Des expérimentations de The Smile et Memorials au nouvel album des Pixies, voici une sélection des sorties du mois d’octobre, avec, ici et là, des voix que l’on est content de retrouver !
Memorials – Memorial Waterslides
Label : Fire
Après la réalisation de musiques de films et leur travail au Centre Pompidou, Memorials, duo de musiciens touche-à-tout, présente un premier album aux ambiances éthérées. La contrainte du nombre est évincée par un entremêlement instrumental qui dote leur musique d’une densité orchestrale.

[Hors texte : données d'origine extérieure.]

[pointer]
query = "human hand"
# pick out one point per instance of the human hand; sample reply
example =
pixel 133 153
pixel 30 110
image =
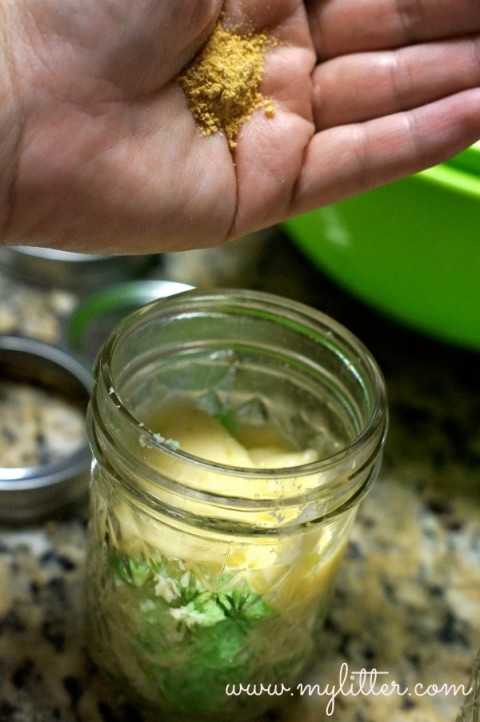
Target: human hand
pixel 102 154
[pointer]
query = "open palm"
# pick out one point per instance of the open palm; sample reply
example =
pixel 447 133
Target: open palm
pixel 107 157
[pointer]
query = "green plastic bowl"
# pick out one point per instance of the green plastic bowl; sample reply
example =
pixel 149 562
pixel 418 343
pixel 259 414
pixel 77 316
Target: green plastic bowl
pixel 410 249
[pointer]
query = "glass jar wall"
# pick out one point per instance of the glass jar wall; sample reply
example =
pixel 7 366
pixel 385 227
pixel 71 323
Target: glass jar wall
pixel 234 435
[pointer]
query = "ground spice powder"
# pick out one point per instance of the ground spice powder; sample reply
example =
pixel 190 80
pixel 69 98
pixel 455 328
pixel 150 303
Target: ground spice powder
pixel 222 83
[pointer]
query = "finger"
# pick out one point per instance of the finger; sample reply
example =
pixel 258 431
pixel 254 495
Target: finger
pixel 151 42
pixel 386 82
pixel 340 162
pixel 341 26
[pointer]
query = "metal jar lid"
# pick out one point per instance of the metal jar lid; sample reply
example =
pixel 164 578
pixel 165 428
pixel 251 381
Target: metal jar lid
pixel 80 272
pixel 36 493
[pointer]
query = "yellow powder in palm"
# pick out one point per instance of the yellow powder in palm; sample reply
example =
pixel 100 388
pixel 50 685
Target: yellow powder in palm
pixel 222 83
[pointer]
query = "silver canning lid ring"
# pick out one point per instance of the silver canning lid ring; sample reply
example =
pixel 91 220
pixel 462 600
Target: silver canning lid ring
pixel 78 272
pixel 32 493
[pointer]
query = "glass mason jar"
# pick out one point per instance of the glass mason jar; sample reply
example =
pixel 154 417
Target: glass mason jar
pixel 234 434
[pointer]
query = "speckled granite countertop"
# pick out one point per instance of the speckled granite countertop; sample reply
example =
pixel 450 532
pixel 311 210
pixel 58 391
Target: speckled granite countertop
pixel 407 604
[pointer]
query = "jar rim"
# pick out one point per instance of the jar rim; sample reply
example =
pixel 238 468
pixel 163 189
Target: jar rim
pixel 291 312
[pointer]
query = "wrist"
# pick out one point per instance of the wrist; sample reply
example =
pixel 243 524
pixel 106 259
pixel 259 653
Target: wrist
pixel 10 114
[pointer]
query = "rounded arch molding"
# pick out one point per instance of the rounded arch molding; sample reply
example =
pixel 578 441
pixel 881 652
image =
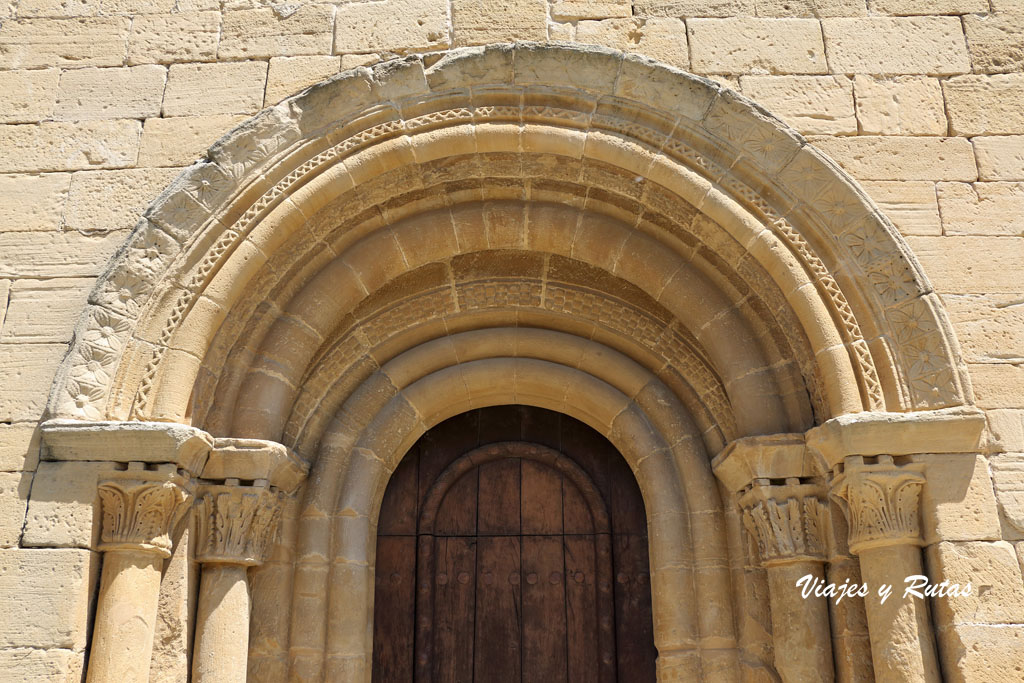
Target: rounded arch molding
pixel 876 334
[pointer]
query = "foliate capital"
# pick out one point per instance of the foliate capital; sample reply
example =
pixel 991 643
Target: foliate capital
pixel 237 523
pixel 787 521
pixel 882 502
pixel 140 509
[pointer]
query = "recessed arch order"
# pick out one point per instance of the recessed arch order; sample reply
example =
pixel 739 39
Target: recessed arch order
pixel 567 227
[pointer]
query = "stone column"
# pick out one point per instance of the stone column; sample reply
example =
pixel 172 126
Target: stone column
pixel 788 523
pixel 140 509
pixel 882 502
pixel 235 527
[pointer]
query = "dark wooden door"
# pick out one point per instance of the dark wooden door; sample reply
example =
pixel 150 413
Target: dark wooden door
pixel 511 560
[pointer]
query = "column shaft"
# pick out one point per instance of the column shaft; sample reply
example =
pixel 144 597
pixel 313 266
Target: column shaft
pixel 222 625
pixel 122 639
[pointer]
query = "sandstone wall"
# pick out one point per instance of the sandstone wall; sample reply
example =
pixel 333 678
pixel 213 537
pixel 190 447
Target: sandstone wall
pixel 102 101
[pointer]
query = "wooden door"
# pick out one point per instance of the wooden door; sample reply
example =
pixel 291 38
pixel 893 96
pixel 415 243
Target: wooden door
pixel 512 561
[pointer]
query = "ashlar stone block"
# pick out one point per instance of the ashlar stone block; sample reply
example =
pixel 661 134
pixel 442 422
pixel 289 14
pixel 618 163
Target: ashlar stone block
pixel 744 45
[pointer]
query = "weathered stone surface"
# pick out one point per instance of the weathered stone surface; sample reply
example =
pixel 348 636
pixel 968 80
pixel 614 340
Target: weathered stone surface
pixel 44 310
pixel 989 327
pixel 879 158
pixel 266 33
pixel 180 140
pixel 55 255
pixel 13 499
pixel 94 41
pixel 590 9
pixel 928 45
pixel 392 26
pixel 130 92
pixel 27 370
pixel 992 569
pixel 105 201
pixel 812 104
pixel 46 596
pixel 982 208
pixel 995 42
pixel 197 89
pixel 911 205
pixel 660 38
pixel 901 105
pixel 27 96
pixel 28 665
pixel 179 37
pixel 985 104
pixel 69 146
pixel 999 157
pixel 65 507
pixel 33 202
pixel 18 446
pixel 291 75
pixel 481 22
pixel 980 652
pixel 970 265
pixel 754 45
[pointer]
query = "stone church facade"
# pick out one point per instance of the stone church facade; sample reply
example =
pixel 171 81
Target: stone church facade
pixel 263 266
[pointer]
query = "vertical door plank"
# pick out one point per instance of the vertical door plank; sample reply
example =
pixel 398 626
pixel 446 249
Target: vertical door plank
pixel 499 498
pixel 542 499
pixel 581 608
pixel 393 627
pixel 455 606
pixel 499 621
pixel 544 640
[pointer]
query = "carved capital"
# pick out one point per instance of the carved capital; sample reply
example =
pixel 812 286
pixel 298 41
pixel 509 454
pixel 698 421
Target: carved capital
pixel 788 522
pixel 140 509
pixel 882 503
pixel 236 524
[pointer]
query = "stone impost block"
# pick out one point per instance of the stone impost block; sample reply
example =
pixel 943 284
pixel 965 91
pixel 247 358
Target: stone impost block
pixel 266 33
pixel 64 511
pixel 180 37
pixel 910 205
pixel 744 44
pixel 87 41
pixel 46 595
pixel 660 38
pixel 927 45
pixel 985 104
pixel 44 310
pixel 251 459
pixel 995 41
pixel 892 158
pixel 982 208
pixel 948 430
pixel 107 201
pixel 127 92
pixel 180 140
pixel 33 202
pixel 996 588
pixel 291 75
pixel 27 96
pixel 481 22
pixel 29 665
pixel 999 157
pixel 392 26
pixel 900 105
pixel 69 146
pixel 215 88
pixel 812 104
pixel 187 446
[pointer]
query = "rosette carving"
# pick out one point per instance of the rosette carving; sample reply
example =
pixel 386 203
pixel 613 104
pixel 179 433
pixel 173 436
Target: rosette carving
pixel 140 510
pixel 237 524
pixel 882 504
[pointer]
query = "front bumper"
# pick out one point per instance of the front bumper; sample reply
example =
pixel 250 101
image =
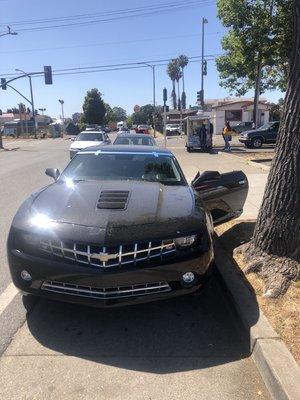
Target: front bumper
pixel 78 279
pixel 74 152
pixel 244 140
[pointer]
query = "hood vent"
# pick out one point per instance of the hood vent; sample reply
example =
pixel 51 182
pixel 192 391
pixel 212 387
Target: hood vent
pixel 113 199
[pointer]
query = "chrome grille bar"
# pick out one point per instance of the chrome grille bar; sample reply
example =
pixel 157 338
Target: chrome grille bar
pixel 106 293
pixel 105 257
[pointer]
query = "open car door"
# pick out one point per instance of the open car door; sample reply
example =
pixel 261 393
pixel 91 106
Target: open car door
pixel 223 194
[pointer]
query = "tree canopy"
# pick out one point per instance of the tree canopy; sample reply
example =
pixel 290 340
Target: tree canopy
pixel 144 116
pixel 119 114
pixel 93 107
pixel 257 30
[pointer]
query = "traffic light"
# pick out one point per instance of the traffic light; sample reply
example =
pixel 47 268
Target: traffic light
pixel 3 84
pixel 165 95
pixel 204 67
pixel 200 96
pixel 48 74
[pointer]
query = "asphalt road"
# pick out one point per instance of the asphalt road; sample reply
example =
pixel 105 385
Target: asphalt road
pixel 198 337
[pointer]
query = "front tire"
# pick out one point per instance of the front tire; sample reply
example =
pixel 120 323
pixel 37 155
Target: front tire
pixel 256 143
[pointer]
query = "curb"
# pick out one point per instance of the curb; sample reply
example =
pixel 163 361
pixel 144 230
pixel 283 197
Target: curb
pixel 277 367
pixel 258 165
pixel 249 162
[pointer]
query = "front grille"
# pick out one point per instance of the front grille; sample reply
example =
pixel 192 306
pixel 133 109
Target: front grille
pixel 111 256
pixel 106 293
pixel 113 199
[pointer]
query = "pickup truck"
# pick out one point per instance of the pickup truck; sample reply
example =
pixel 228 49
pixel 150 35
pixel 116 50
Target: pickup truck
pixel 266 134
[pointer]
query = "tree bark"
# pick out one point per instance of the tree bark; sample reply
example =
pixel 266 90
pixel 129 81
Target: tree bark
pixel 274 251
pixel 174 96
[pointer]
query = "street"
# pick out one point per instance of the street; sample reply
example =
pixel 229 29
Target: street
pixel 190 347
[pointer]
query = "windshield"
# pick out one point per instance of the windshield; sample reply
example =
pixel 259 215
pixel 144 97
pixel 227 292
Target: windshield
pixel 173 126
pixel 129 166
pixel 90 136
pixel 144 141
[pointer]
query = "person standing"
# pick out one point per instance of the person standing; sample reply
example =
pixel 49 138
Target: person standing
pixel 227 132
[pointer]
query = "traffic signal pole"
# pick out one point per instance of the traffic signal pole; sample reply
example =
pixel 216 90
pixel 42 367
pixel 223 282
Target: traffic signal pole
pixel 204 21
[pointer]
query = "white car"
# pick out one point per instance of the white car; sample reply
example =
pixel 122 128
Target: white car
pixel 88 139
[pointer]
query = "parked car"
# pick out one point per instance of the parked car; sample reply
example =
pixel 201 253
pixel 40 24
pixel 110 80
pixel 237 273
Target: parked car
pixel 135 139
pixel 143 129
pixel 172 129
pixel 242 126
pixel 266 134
pixel 121 225
pixel 93 127
pixel 87 139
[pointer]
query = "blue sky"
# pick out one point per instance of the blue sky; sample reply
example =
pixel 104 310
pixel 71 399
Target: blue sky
pixel 152 37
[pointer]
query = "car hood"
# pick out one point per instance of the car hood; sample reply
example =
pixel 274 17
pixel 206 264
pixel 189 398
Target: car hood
pixel 251 131
pixel 153 210
pixel 82 144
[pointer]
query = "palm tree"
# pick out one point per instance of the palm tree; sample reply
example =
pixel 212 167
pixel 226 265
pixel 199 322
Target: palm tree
pixel 183 62
pixel 178 76
pixel 171 71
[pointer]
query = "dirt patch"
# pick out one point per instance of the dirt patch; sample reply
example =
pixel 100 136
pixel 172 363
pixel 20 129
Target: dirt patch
pixel 283 313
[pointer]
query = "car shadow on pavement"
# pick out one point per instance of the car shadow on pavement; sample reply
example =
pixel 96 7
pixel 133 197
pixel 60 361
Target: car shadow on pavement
pixel 187 333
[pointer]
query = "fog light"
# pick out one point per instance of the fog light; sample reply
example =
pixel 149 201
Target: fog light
pixel 188 277
pixel 25 275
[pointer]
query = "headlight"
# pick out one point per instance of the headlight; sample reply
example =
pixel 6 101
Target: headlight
pixel 185 241
pixel 41 221
pixel 30 239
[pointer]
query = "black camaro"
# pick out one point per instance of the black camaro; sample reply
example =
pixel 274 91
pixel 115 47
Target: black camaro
pixel 121 225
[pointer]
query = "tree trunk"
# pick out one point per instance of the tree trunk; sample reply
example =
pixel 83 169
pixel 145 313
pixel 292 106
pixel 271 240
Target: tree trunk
pixel 174 96
pixel 274 251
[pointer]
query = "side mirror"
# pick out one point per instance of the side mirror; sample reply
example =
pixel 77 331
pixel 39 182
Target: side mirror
pixel 53 172
pixel 205 176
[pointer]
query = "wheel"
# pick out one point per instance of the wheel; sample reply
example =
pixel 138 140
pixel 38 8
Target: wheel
pixel 256 143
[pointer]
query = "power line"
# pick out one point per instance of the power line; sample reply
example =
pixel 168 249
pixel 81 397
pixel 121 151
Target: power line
pixel 119 66
pixel 156 11
pixel 97 14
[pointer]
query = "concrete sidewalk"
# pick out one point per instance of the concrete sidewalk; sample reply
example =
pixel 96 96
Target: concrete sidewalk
pixel 181 349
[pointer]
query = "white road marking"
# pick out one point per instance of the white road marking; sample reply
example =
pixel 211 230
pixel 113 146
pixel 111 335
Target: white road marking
pixel 7 296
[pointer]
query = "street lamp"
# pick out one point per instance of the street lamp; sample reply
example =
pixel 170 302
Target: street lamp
pixel 62 110
pixel 31 94
pixel 204 21
pixel 42 110
pixel 153 84
pixel 9 32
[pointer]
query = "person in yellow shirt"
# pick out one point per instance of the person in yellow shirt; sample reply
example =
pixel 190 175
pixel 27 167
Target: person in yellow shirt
pixel 227 131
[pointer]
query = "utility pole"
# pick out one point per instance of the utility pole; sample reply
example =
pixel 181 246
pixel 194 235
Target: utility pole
pixel 31 96
pixel 21 109
pixel 153 88
pixel 258 73
pixel 62 110
pixel 204 21
pixel 153 79
pixel 165 98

Les chuintements de bandes magnétiques subtilement manipulées servent autant aux expérimentations bruitistes de “Memorial Waterslide II“ qu’à l’hétéroclite “Book Stall“. Le dernier quart de l’album explore les terres de l’ambient : “Horse Head Pencil“ semble nous replonger en plein Music For Airports de Brian Eno ; l’album s’achève en accalmie, sur de superbes chœurs.
The Smile – Cutouts
Label : XL
Thom Yorke et Johny Greenwood de Radiohead créent The Smile en 2020, y invitent Tom Skinner de Sons of Kemet et font de ce projet un jardin secret d’expérimentations.
Les trébuchements rythmiques de Skinner et le délire microtonal de Greenwood sont évocateurs des recompositions spatiales continues opérées dans les excellents clips de “Foreign Spies“ et “Eyes and Mouth“, une expérience onirique du vide et de l’instabilité portée par les divagations de Thom Yorke « Emptiness it has many forms, the only thing is to listen ». Une réussite.
KO KO MO – Striped
Label : PIAS
Le duo nantais perpétue le son puissant de son album précédent Need Some Mo’ combinant les riffs écorchés par la fuzz de Warren, dont la voix a conservé son tranchant caractéristique, et les kicks telluriques assénés par K20.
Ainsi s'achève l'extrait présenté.